What systems use layer 2 retransmission? My home wifi does not seem to...

sathackr · 5 years ago
This is one of the biggest problems I have seen with attempted real-world deployments of wifi-based mesh systems.

Another issue is the half-duplex, CSMA nature of Wifi. It all but guarantees high amounts of jitter and latency instability. Particularly when several nodes in the same path are still in signal-range of one another so effectively share the same collision(and inteference) domain. A->B->C->D

I've found this wreaks havoc on TCP connections as well as applications that require some ability to detect and adjust to link condition.

This becomes significantly worse once the typical levels of WIFI interference come into play, causing multiple retransmissions and lost packets.

tralarpa · 5 years ago
Frame retransmissions exist in CSMA for IEEE 802.15.4.
noselasd · 5 years ago
Yes, your home wifi does. For unicast frames, an ack is required from the receiver, else the frame is re-transmitted.
pantalaimon · 5 years ago
Is this proprietary? Based on Contiki?
rektide · 5 years ago
Their platform is built on contiki according to https://www.thingsquare.com/docs/firmware-sdk-do-donts/
gioscarab · 5 years ago
PJON supports mesh networking too, it is open-source and free to use, check it out: https://github.com/gioblu/PJON

its address space may be beneficial (more flexible, lower overhead) for many use cases.

wyldfire · 5 years ago
What are some of the biggest public/private wireless mesh networks out there? (I suppose 'biggest' by measure of node count -- or maybe area covered?). For those networks, how deep are they in practice? 100 hops seems unrealstic, but a great way to find scaling problems.
TickleSteve · 5 years ago
I work on mesh networks for the smart utilities (think smart metering in India).

Our deployments are in the hundreds of thousands and individual meshes of up to 1000 nodes.
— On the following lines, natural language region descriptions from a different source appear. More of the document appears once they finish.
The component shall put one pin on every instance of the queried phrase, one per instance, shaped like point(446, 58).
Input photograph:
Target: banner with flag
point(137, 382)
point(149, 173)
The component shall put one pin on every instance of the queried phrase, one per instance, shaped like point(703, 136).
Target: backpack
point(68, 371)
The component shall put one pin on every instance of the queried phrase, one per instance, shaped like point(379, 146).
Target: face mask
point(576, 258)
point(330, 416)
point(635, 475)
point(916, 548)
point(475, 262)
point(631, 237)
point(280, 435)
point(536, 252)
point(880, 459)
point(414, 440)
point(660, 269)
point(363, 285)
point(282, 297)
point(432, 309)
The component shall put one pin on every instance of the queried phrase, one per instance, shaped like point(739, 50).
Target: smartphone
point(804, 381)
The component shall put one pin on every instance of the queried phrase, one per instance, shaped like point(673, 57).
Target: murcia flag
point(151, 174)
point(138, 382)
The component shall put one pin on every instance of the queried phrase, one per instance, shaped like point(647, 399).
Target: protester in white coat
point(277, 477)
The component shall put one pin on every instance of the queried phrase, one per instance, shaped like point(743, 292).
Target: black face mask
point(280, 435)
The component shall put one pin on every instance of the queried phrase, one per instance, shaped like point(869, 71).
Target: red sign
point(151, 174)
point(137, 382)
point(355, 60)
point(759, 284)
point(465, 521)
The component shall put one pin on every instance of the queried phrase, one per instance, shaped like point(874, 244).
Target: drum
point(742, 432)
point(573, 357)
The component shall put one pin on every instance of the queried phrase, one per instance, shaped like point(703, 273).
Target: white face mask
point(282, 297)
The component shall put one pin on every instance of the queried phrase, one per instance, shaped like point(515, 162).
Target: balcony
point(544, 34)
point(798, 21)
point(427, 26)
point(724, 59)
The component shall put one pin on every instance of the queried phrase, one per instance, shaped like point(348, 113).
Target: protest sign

We use similar technologies to described in the article (802.15.4, RPL, IPv6, CoAP, 6LoWPAN, DTLS, etc).

Topology-wise, our meshes don't tend to exceed 10 hops (chains like described here aren't great, tho can function).

snickmy · 5 years ago
Intresting. What's the best real world solution to having those meters in basements or behind high density walls?
YarickR2 · 5 years ago
Haven't read article yet - did they reinvent BGP or tuned it for small scale networks and kept full view on each node ?
takeda · 5 years ago
Ironically while BGP gets all the glory it's the routing protocols within the autonomous system, that do the hard work.

And the routing protocol used is RPL.